I-) Definimos a Gnose como um
sistema de auto-deificação. Como tal, está em oposição ao cristianismo que
ensina que a deificação do homem procede somente de Deus;
II-) O primeiro tipo de
deificação consiste na transformação do homem em Deus perdendo a sua
identidade; o segundo tipo, na sua participação em Deus, mas mantendo a sua
identidade;
III) No primeiro tipo, o homem
se faz Deus: sem Deus, em lugar de Deus e apesar de Deus (São Máximo, o
Confessor, referindo-se ao pecado original); no segundo, o homem é deificado ao
humilhar-se diante de Deus;
IV-) O primeiro se consegue
através de esforços naturais; o segundo através da Graça sobrenatural de Deus;
V-) O primeiro é uma forma de
autodeterminação; o segundo é uma determinação efetuada por Deus;
VI-) O primeiro se origina no
conhecimento natural e, como todo conhecimento natural, é aprendido e dominado
pelo sujeito e absorvido no mesmo; o segundo tem origem no conhecimento
sobrenatural ao qual o objeto deve sujeitar-se, sacrificando seu intelecto ante
a Verdade Absoluta;
VII-) Como dissemos, o tipo de
conhecimento gnóstico está desconectado das boas obras; o tipo de conhecimento
católico está essencialmente dirigido para elas;
VIII-) O primeiro é motivado
pelo prazer; o segundo, pelo amor;
IX-) O primeiro é acessível
apenas para uma elite; o segundo, a todos os homens.
Em síntese, o primeiro se
caracteriza pelo orgulho e o egoísmo; o segundo pela humildade e o sacrifício.
Em suma, podemos dizer que a Gnose é o egoísmo elevado ao status de
religião
A Gnose permite ao homem ser
como Deus em um sentido, ou seja, no exercício de seu livre arbítrio para fazer
tudo o que deseja, mas a custo da bem-aventurança eterna.
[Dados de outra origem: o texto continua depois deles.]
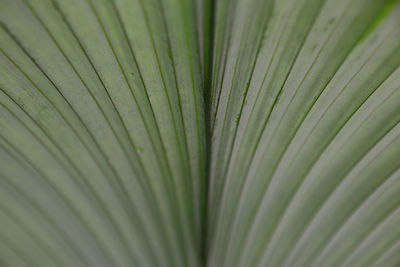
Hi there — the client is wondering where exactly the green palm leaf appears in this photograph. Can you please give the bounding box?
[0,0,400,267]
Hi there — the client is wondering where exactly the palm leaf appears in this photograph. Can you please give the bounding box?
[0,0,400,267]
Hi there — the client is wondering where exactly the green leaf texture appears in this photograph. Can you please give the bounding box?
[0,0,400,267]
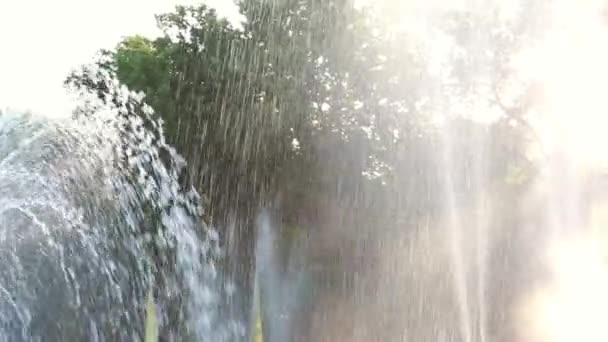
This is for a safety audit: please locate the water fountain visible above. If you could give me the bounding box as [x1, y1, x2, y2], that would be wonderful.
[0, 65, 235, 341]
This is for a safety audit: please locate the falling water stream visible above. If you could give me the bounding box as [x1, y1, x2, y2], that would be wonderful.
[0, 74, 239, 341]
[5, 0, 608, 342]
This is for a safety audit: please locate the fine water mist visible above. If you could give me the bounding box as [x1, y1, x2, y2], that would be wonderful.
[0, 70, 238, 341]
[0, 0, 608, 342]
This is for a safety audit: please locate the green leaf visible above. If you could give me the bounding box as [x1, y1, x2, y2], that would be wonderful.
[145, 290, 158, 342]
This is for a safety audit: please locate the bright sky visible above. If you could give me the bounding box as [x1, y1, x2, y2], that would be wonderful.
[0, 0, 238, 115]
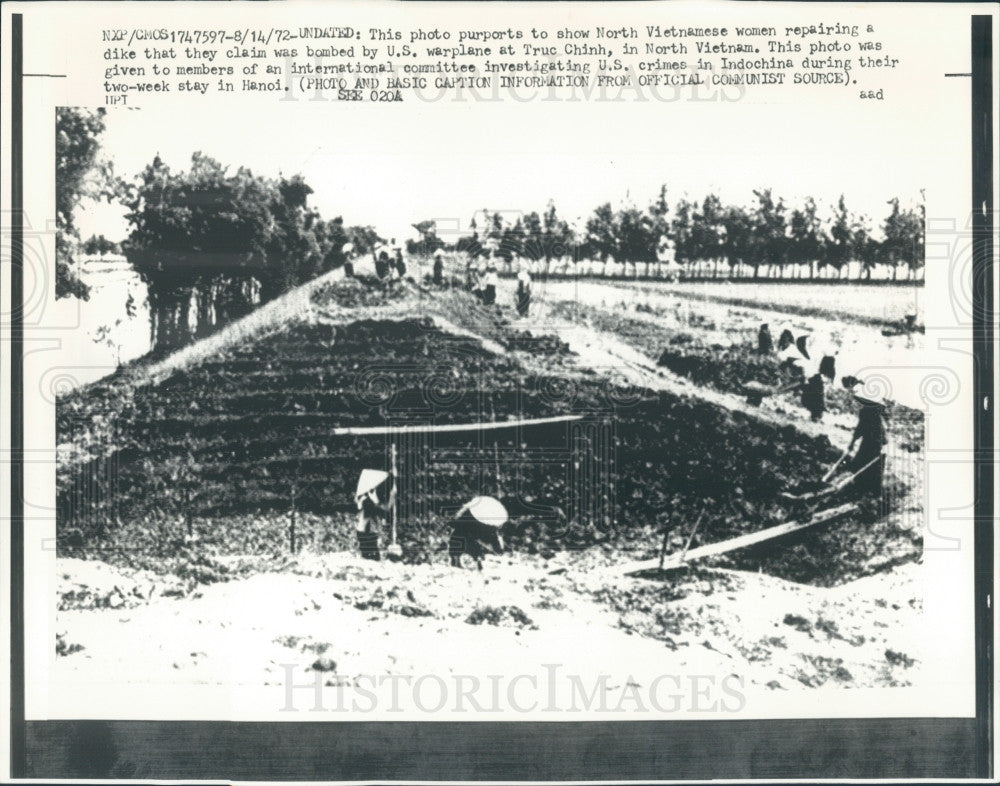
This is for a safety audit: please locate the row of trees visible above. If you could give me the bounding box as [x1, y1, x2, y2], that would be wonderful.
[411, 186, 925, 278]
[56, 108, 384, 348]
A fé católica, no
entanto, permite ao homem ser como Deus no exercício de seu livre arbítrio, em
harmonia com a ordem estabelecida por Deus: a ordem da Verdade e o Bem
objetivos, com o propósito de conhecer e amar a Deus aqui na terra e depois no
paraíso.
No jardim do Éden há duas
árvores: a Árvore do Conhecimento do Bem e do Mal e a Árvore da Vida. Para
comer da primeira é necessário o orgulho, para comer da segunda, o sacrifício.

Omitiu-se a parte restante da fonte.